The ability to cut your own hair and that of your family is also a good skill to acquire and, when you have a little experience can also be one of those skills that can be a trade, that is to say a skill that can bring you in money or bartered goods or services.

While the politicians are trying to tell us that we are out of the recession and that everything is going to be hunky-dory again there are others who think rather differently and while that may sound like pessimism the best way is to prepared for the worst and accept anything better as a bonus.

Therefore, my suggestion is that we all learn to make do with less and get somewhat of the consumption train that seems to be running away with us, and learn to make things also for ourselves again. Aside from being great fun it also is good for the pocketbook.

The biggest problem we have nowadays is that most goods can no longer be opened and repaired, for instance, and everything is made to be tossed when it no longer performs properly and to be replaced with new. A toaster can no longer be opened to have a repair carried out and the same is true now even for radio receivers and such.

In many cases today, even if repair is possible, with smaller items especially it is cheaper to buy new than to have it repaired. We must vote with our feet and our pocketbooks, if at all possible, to let manufacturers know that we will no longer accept the “can't be repaired” way of things.

When it comes to travel it is also advisable that we look at alternatives to the motorcar as gasoline and diesel may be going up in cost soon again and when the recession hits more and more those costs may not be affordable to many of us.

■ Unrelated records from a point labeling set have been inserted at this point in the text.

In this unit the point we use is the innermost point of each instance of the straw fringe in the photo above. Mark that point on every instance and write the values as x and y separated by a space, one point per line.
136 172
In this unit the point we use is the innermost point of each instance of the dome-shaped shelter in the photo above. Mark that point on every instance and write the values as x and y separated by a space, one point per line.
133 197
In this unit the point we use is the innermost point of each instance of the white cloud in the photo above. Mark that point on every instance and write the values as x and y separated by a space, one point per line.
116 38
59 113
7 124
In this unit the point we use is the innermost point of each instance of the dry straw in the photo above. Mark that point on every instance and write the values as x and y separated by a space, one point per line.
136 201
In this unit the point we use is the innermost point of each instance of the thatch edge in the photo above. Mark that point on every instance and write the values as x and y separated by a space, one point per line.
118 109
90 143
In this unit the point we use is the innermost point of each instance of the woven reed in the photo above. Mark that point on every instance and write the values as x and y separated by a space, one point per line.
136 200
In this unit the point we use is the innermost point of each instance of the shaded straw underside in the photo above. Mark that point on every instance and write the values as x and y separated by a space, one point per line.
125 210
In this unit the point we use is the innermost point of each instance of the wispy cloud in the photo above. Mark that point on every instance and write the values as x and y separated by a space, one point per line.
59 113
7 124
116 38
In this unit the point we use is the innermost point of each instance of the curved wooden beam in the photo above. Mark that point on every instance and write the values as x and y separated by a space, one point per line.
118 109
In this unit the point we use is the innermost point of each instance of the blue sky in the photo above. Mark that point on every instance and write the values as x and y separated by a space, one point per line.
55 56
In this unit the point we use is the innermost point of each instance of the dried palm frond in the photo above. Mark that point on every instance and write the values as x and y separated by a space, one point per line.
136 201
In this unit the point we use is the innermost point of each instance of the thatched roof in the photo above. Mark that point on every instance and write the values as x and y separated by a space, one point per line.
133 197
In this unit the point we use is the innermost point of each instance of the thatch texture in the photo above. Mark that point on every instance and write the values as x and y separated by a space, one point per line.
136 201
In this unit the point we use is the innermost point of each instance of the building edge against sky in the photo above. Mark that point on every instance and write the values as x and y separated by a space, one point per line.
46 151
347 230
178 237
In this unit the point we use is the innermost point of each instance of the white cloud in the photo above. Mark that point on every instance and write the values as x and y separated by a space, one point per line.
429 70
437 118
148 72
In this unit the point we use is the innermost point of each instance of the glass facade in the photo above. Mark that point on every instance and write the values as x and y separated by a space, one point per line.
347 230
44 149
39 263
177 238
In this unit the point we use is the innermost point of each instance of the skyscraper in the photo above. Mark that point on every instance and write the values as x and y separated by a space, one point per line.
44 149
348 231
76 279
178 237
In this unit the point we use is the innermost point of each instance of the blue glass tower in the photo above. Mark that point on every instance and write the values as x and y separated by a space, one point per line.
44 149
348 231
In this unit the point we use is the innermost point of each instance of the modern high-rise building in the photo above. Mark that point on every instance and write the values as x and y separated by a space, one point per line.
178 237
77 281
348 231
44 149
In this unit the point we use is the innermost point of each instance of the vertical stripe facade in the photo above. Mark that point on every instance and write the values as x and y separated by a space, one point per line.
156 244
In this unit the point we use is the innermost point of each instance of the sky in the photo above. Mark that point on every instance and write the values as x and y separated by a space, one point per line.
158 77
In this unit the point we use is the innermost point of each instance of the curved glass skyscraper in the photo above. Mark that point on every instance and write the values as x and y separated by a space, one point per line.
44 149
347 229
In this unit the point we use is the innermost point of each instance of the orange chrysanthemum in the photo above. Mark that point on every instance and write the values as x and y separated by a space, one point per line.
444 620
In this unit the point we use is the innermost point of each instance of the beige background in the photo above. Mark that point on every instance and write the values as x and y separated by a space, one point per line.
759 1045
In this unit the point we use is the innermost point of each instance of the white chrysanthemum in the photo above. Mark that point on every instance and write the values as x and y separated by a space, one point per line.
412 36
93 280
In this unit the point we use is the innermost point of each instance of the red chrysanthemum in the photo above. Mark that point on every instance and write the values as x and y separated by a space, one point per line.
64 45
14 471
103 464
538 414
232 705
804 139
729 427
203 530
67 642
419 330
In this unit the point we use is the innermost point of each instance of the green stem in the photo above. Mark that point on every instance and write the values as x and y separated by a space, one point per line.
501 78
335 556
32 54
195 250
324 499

Looking at changing for some journeys over to cycling should be a consideration and that would mean, if you haven't got one, to purchase a bicycle. It does not have to be a brand new one, though.

Then, once you got a bicycle try to learn how to keep it maintained and how to repair things when things go wrong.

People have gone so far down the road nowadays that they throw cycles away simply because the have a flat and do not know how to repair it. Instead of learning how to do it – and fixing a flat definitely is not rocket science – or even going to a bicycle mechanic – a trade that is picking up again – they throw into trash and buy new. Does not compute, I know. But we see this all the time and not just with bikes.

People also will go to the stores to spend say $10 for a metal pencil bin for their desk when all they would need to do is take a tin can and do the same. Nearly looks the same too.

They go and buy glass storage jars when, yet again, all they would have to do is to look at the things they throw into the trash- or the recycling bin. The list could go on and on on in the same way as the list of skills to acquire could go on and on.